Has the ready-to-drink cocktail market jumped the shark? While ultra-cheap offerings are increasingly commonplace, a Chicago outfit called Sunday’s Finest is marketing a ready-to-drink Old Fashioned — called the Gold Fashioned — that is premium in every way, “the world’s first luxury ready-to-drink cocktail.” How premium? A 750ml bottle is $150. That’s how premium.
It’s a limited release cocktail, “born of the challenge to recreate the ultimate version of the world’s most iconic drink.” Per the company, “Elevating every component of the original Old Fashioned, its special recipe is crafted from the finest raw ingredients sourced from specialty producers in the six inhabitable continents.”
So let’s break that down.
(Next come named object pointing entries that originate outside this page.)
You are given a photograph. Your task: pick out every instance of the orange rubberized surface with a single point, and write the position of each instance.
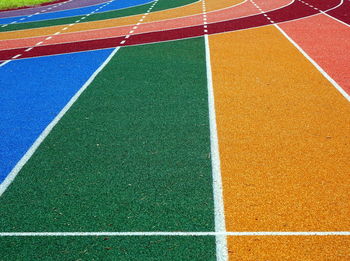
(325, 40)
(284, 136)
(300, 248)
(243, 9)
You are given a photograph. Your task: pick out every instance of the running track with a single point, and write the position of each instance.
(281, 149)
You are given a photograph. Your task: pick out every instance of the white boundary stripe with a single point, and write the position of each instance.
(9, 179)
(121, 234)
(220, 227)
(330, 79)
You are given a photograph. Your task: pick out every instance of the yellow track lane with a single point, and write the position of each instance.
(191, 9)
(284, 136)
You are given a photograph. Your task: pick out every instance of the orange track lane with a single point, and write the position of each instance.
(191, 9)
(300, 248)
(188, 10)
(326, 41)
(284, 136)
(224, 14)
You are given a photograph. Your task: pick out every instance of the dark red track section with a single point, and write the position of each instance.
(26, 7)
(342, 12)
(293, 11)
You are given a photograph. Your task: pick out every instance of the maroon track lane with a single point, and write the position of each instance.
(26, 7)
(342, 12)
(294, 11)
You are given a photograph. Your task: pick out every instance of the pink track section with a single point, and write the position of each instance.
(326, 41)
(244, 9)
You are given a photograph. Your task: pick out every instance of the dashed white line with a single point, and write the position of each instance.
(50, 37)
(138, 23)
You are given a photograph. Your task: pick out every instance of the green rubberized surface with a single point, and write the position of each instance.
(161, 5)
(108, 248)
(132, 154)
(6, 4)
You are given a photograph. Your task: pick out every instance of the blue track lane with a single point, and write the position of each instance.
(116, 5)
(33, 92)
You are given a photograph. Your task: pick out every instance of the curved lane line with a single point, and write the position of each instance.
(73, 5)
(215, 16)
(291, 12)
(45, 16)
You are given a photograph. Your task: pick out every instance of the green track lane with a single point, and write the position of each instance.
(108, 248)
(132, 154)
(161, 5)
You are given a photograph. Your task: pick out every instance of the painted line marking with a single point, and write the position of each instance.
(248, 234)
(10, 178)
(49, 37)
(319, 68)
(138, 23)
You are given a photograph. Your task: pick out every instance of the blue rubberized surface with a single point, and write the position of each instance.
(116, 5)
(33, 91)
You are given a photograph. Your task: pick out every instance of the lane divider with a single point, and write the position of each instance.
(261, 11)
(132, 31)
(37, 13)
(57, 33)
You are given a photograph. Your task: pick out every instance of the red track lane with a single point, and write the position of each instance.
(291, 12)
(26, 7)
(342, 12)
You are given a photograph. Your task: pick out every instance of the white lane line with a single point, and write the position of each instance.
(319, 68)
(219, 213)
(10, 178)
(121, 234)
(132, 31)
(37, 13)
(336, 19)
(329, 78)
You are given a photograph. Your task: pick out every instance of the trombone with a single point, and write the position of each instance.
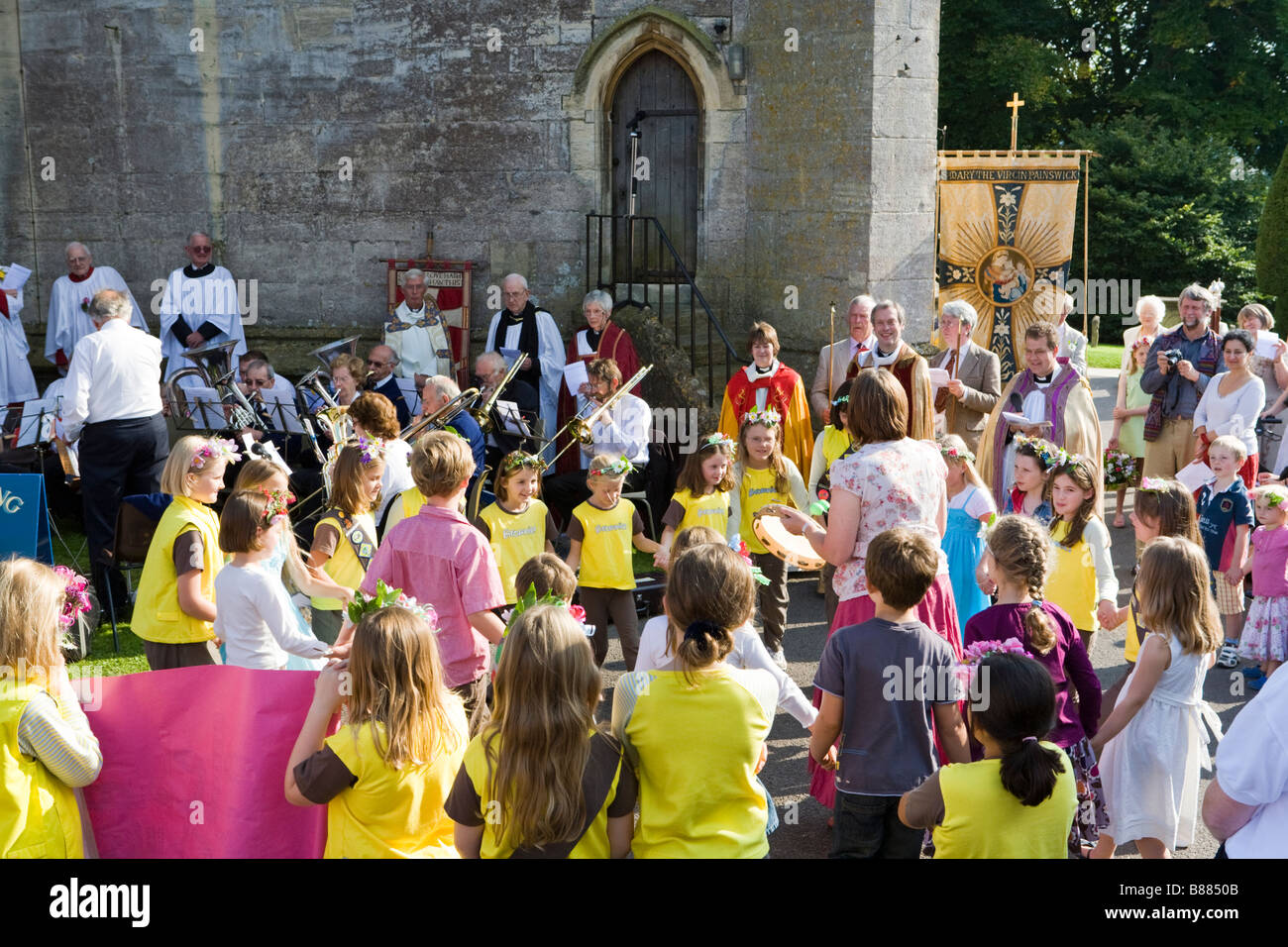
(439, 418)
(483, 412)
(580, 427)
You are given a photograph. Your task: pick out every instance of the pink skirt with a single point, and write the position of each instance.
(936, 609)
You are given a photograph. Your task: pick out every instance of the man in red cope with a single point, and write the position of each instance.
(769, 382)
(897, 357)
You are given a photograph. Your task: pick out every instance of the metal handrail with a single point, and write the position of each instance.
(682, 277)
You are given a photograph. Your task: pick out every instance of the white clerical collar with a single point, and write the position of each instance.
(879, 360)
(755, 375)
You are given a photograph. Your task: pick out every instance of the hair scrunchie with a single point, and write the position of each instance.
(702, 629)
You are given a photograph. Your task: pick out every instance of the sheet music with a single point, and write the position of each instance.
(282, 411)
(39, 418)
(205, 407)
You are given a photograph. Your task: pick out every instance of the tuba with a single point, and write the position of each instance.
(439, 418)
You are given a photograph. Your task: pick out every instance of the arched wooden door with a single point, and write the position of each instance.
(656, 97)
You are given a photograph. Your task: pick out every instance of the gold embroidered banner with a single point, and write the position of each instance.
(1005, 241)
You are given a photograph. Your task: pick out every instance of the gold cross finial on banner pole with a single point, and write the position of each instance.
(1014, 105)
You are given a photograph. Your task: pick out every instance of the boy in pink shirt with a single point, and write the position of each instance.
(438, 558)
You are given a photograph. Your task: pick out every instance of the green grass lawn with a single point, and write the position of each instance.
(1104, 356)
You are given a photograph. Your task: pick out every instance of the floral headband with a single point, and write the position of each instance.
(618, 468)
(529, 598)
(372, 447)
(387, 596)
(1047, 453)
(761, 415)
(278, 500)
(515, 459)
(215, 449)
(75, 595)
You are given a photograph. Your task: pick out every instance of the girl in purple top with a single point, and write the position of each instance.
(1016, 566)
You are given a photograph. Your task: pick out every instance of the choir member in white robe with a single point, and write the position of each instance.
(522, 328)
(68, 303)
(17, 382)
(417, 334)
(198, 308)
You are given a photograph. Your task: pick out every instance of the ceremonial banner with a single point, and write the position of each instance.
(193, 764)
(1005, 241)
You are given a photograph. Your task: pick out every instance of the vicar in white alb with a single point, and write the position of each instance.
(112, 403)
(417, 334)
(17, 382)
(523, 328)
(200, 307)
(974, 385)
(68, 303)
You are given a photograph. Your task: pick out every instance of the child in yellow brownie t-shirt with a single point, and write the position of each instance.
(601, 532)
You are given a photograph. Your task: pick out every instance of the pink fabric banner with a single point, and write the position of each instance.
(193, 762)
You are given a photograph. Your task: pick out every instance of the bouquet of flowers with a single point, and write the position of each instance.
(386, 596)
(1120, 468)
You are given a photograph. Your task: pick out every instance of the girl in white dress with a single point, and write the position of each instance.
(1153, 744)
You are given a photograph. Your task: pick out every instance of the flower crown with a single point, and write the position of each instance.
(529, 598)
(1047, 453)
(372, 447)
(756, 573)
(761, 415)
(278, 500)
(515, 459)
(956, 454)
(386, 596)
(75, 595)
(215, 449)
(618, 468)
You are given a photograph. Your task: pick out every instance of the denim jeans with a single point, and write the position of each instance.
(870, 827)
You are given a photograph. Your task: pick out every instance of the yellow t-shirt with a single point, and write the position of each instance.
(758, 489)
(592, 843)
(699, 796)
(39, 817)
(344, 567)
(514, 538)
(709, 509)
(158, 616)
(982, 819)
(393, 813)
(605, 545)
(1072, 579)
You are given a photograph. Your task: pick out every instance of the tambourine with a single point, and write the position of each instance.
(795, 551)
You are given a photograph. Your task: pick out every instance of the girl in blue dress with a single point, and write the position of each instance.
(970, 509)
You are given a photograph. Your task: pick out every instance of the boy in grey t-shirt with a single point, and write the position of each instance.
(884, 684)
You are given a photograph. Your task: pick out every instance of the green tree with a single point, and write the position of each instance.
(1273, 236)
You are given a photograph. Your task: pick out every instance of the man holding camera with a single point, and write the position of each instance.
(1177, 369)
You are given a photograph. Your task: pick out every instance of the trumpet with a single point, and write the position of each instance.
(334, 419)
(439, 418)
(580, 427)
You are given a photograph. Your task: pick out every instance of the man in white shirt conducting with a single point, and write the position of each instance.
(625, 429)
(112, 403)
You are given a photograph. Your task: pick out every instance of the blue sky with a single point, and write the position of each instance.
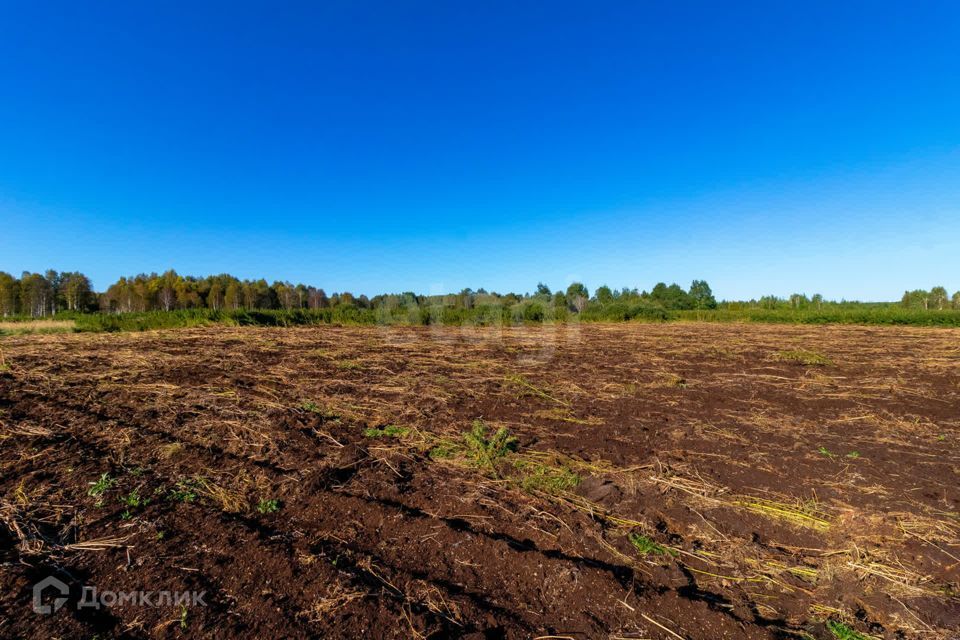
(768, 147)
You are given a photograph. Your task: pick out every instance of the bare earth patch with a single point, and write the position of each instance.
(582, 481)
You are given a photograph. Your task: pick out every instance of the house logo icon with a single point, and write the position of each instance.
(49, 583)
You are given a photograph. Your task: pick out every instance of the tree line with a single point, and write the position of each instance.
(49, 293)
(46, 294)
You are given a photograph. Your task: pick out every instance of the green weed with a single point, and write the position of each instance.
(646, 546)
(804, 357)
(553, 479)
(484, 451)
(98, 488)
(389, 431)
(841, 631)
(268, 506)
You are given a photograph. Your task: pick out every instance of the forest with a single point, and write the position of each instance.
(170, 299)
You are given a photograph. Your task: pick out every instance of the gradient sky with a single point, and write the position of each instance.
(768, 147)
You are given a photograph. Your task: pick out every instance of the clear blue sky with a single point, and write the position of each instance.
(768, 147)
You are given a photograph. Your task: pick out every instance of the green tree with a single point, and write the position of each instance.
(77, 291)
(603, 294)
(916, 299)
(9, 292)
(702, 295)
(939, 297)
(215, 297)
(577, 296)
(231, 297)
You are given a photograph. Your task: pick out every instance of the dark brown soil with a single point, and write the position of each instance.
(769, 495)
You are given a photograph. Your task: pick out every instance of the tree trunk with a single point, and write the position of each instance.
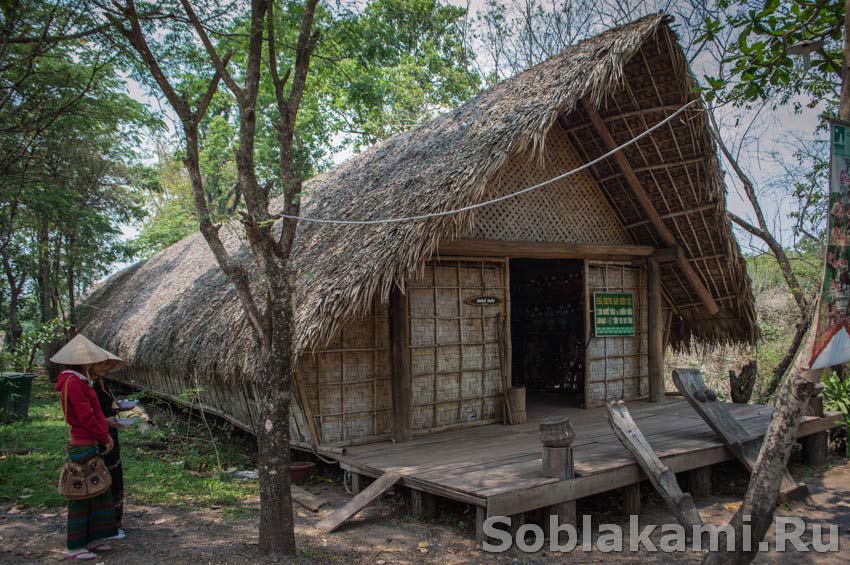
(15, 288)
(782, 368)
(70, 275)
(46, 294)
(277, 529)
(763, 492)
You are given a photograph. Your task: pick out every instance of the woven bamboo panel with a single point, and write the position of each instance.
(347, 383)
(618, 366)
(573, 210)
(455, 361)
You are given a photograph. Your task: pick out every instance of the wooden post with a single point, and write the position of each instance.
(815, 446)
(356, 483)
(699, 481)
(659, 475)
(480, 517)
(423, 504)
(656, 332)
(400, 352)
(557, 435)
(631, 499)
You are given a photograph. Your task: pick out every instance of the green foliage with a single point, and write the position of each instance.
(378, 70)
(69, 157)
(180, 474)
(761, 64)
(21, 358)
(836, 395)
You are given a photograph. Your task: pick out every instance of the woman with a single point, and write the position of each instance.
(113, 458)
(90, 521)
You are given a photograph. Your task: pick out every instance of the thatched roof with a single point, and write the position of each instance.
(177, 311)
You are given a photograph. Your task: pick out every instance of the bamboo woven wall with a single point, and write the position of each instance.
(455, 358)
(573, 210)
(233, 401)
(617, 367)
(347, 382)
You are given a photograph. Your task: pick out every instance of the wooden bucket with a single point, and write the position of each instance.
(516, 398)
(557, 432)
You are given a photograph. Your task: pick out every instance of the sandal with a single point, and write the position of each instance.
(101, 548)
(81, 556)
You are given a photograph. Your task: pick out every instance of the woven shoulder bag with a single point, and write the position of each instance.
(80, 481)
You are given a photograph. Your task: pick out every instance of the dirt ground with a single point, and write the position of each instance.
(385, 533)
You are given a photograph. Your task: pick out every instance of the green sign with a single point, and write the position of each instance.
(613, 313)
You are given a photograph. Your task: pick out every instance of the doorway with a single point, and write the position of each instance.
(547, 331)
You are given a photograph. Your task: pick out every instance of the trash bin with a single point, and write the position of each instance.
(15, 392)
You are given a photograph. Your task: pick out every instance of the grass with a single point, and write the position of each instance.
(172, 462)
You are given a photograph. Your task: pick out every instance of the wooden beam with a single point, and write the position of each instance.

The whiskey is all American, a blend of 8 year old Kentucky bourbon and 5 year old Indiana rye. No complaints there. The bitters are where four of the other continents come into play:
For the aromatic bitters, Sunday’s Finest developed a proprietary blend of herbs and spices produced to the highest possible specification. Using the traditional maceration method, hand-harvested Herat saffron is combined with Grade A Tahitian vanilla Beans, single-origin Ecuadorian cacao, Seville orange peel, and wild-harvested gentian root from the French Alps.
Demerara sugar from Malawi, in Africa, rounds out the sixth continent in the mix.
A fun element with this product is the inclusion of a teeny tiny “orange zest atomizer,” which one is directed to spritz over the top of the cocktail — simply poured over ice — in lieu of a real fruit garnish. No word on where those oranges are grown.
I gave the Gold Fashioned experience a go and found it to be, well, a perfectly delightful cocktail — though there’s one element that really stands out above the rest. (Keep reading.) To be sure, there’s nothing unusual on the nose: vanilla, caramel, and ample orange peel, courtesy of that expressive spritz. Toss a cherry and an orange slice in the mix and you’d never know this wasn’t freshly made from a classic recipe. The palate is where you’ll find things going a bit cuckoo: Saffron is hardly a hide-in-the-background flavor, and here it is directly in your face, dominating the body with a distinctly Asian bent.
There’s nothing wrong with that, mind you. If I saw a Saffron Old Fashioned on a fancy cocktail menu, I might well be intrigued… though I doubt I’d order one. Here, that saffron is intense, pushing notes of vanilla, cinnamon, and a very mild gentian note well to the side. The finish is, again, distinctly saffronish, reminiscent of the paella I made last week, though the whiskey does manage to hold its own.
At $12 a serving, the Gold Fashioned comes at a decidedly premium price — even more so when I realized that some of my orange oil spritzer must have leaked out; there was only enough in the vial for 6 cocktails, not 12. What, I gotta go fetch an orange now? Come on!